Los Angeles

Tony Feher

ACME.

Like the Minimalists to whom his work nods, Tony Feher uses industrially produced materials (glass, plastic, metal, nylon, polystyrene, rubber) and manipulates them in ways not generally associated with a human touch (stacking, hanging, laying components out in a line or grid). Unlike the Minimalists, however, Feher gravitates toward objects whose first lives were spent in industry and consumer culture (bottles, lightbulbs, plastic bags), and his works betray an openness to human error, randomness, and whim that a good Minimalist would try to suppress. Feher considers the potential of things, the poetic possibilities contained within a limited material/visual vocabulary, the power of chance, and, in unexpected ways, the subtlety of gesture.

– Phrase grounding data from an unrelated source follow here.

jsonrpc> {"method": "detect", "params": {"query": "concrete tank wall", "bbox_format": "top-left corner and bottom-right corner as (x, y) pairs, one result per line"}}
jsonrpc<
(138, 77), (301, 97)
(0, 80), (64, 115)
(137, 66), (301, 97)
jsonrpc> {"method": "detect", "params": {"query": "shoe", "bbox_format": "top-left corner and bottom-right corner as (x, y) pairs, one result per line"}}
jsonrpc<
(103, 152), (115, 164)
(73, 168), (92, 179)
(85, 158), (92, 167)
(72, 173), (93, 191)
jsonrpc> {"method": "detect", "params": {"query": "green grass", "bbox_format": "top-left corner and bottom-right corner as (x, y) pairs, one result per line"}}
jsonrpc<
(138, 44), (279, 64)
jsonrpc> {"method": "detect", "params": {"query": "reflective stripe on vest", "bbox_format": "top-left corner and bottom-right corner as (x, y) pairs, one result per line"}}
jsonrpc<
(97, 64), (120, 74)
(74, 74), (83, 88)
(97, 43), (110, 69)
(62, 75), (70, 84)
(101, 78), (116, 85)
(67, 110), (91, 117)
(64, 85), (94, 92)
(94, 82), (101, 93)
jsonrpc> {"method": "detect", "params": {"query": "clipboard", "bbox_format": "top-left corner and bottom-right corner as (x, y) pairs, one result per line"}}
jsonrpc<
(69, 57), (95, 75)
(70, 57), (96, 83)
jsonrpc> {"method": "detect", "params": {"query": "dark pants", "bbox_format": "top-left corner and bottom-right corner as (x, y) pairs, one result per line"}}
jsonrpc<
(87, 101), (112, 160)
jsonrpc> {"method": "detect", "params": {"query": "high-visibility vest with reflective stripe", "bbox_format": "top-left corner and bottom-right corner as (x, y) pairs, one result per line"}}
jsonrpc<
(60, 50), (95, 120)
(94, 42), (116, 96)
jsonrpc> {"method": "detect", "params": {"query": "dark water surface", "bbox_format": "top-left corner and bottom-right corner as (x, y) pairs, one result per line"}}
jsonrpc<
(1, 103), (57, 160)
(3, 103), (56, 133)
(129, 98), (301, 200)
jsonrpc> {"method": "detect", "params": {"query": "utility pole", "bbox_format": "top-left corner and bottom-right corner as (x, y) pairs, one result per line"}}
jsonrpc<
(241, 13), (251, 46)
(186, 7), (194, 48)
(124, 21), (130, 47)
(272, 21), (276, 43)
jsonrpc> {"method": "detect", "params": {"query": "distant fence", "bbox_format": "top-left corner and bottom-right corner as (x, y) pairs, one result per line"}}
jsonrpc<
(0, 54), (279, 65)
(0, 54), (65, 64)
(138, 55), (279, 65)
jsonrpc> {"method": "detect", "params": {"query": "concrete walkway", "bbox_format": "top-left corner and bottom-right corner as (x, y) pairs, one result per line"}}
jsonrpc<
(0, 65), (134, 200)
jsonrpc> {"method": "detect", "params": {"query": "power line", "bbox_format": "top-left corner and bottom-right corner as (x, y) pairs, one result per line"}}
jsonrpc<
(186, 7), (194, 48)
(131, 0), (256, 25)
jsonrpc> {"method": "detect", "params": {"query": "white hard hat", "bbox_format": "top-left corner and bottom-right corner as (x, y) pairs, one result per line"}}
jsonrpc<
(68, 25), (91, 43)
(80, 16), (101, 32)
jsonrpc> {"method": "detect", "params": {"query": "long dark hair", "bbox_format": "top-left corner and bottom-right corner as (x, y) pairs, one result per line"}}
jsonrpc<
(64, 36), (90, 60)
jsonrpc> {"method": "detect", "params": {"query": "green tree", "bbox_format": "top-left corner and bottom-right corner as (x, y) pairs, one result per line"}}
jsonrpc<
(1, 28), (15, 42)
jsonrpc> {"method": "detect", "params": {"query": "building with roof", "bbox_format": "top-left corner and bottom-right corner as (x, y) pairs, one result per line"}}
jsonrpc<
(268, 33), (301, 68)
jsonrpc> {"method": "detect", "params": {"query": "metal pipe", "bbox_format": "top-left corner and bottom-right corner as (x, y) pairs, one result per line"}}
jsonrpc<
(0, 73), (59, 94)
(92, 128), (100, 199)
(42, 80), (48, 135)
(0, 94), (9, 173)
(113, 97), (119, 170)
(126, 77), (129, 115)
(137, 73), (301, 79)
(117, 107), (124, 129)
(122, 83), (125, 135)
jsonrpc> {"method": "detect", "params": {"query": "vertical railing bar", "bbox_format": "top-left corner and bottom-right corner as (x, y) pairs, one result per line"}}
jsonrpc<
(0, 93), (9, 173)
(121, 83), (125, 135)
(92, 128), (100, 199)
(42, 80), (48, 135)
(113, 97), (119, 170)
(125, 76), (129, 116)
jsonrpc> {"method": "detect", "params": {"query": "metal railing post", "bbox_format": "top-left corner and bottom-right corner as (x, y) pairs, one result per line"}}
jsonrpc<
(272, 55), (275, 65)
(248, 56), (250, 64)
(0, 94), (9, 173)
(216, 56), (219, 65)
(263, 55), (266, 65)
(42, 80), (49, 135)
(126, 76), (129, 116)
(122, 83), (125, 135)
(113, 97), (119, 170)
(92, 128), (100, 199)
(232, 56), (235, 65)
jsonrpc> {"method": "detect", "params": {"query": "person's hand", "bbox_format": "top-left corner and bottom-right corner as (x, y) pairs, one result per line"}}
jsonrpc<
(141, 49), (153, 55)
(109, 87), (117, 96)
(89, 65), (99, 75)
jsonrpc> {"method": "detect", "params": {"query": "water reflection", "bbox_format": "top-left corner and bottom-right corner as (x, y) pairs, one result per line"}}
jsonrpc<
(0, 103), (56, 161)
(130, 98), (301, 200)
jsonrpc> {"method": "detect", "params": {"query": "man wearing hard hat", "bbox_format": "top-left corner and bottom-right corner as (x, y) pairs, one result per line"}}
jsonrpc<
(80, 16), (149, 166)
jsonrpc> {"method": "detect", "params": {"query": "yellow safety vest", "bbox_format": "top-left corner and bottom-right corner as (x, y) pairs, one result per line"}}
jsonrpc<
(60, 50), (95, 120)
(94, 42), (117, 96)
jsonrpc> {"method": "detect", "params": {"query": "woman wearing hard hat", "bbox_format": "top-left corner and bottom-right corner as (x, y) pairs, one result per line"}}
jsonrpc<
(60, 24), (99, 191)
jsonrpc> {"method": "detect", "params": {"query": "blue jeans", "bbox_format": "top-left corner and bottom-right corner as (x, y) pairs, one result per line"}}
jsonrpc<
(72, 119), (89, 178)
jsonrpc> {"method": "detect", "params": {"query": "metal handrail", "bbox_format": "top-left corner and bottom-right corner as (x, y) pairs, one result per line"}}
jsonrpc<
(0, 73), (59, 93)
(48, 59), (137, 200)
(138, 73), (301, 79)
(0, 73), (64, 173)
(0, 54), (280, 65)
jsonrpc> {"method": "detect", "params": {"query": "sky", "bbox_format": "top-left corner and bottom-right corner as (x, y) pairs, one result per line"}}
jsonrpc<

Despite the ordinariness of their components, each of the ten pieces in his recent show was engaging. Pole One, 2000, a vertical galvanized pipe dotted with variously colored plastic magnets, stands as a late-modern, post-Sputnik, hardware-and-dime-store totem. Hand Drawn Line on a Wall, 1999, among the most reductive works on view, consisted of multicolored pushpins stuck into the wall a few inches apart in a row that ran roughly parallel to the floor at about belly-button height. The line was reasonably straight, obviously generated by eyeballing rather than with the aid of a straightedge or chalk line, and it becomes an endearing exercise of gesture, the occasional tiny holes where pushpins were moved showing like erased lines in a drawing. Adam’s Light, 1999, a scrapping together of overlapping translucent blue plastic bags taped to a gallery window, created a luminous, monochrome plaid—a lovely example of Feher’s predilection for approximate geometry. The diverse is interspersed with the homogeneous in Untitled (Unify), 2000, a triangular floor arrangement of twenty-five identical clear bottles, each stoppered with a black marble, alternating with thirty variously shaped glass jars bearing lids of different colors. And Untitled, 2000, consists of a power strip connected to six others that radiate out on the floor like a fan; each bears three flashing red, yellow, and blue bulbs. The blinking composition functions as an homage to everything from creative home-wiring solutions and carnival displays to sunsets and rainbows to low-culture signage and high-culture abstraction.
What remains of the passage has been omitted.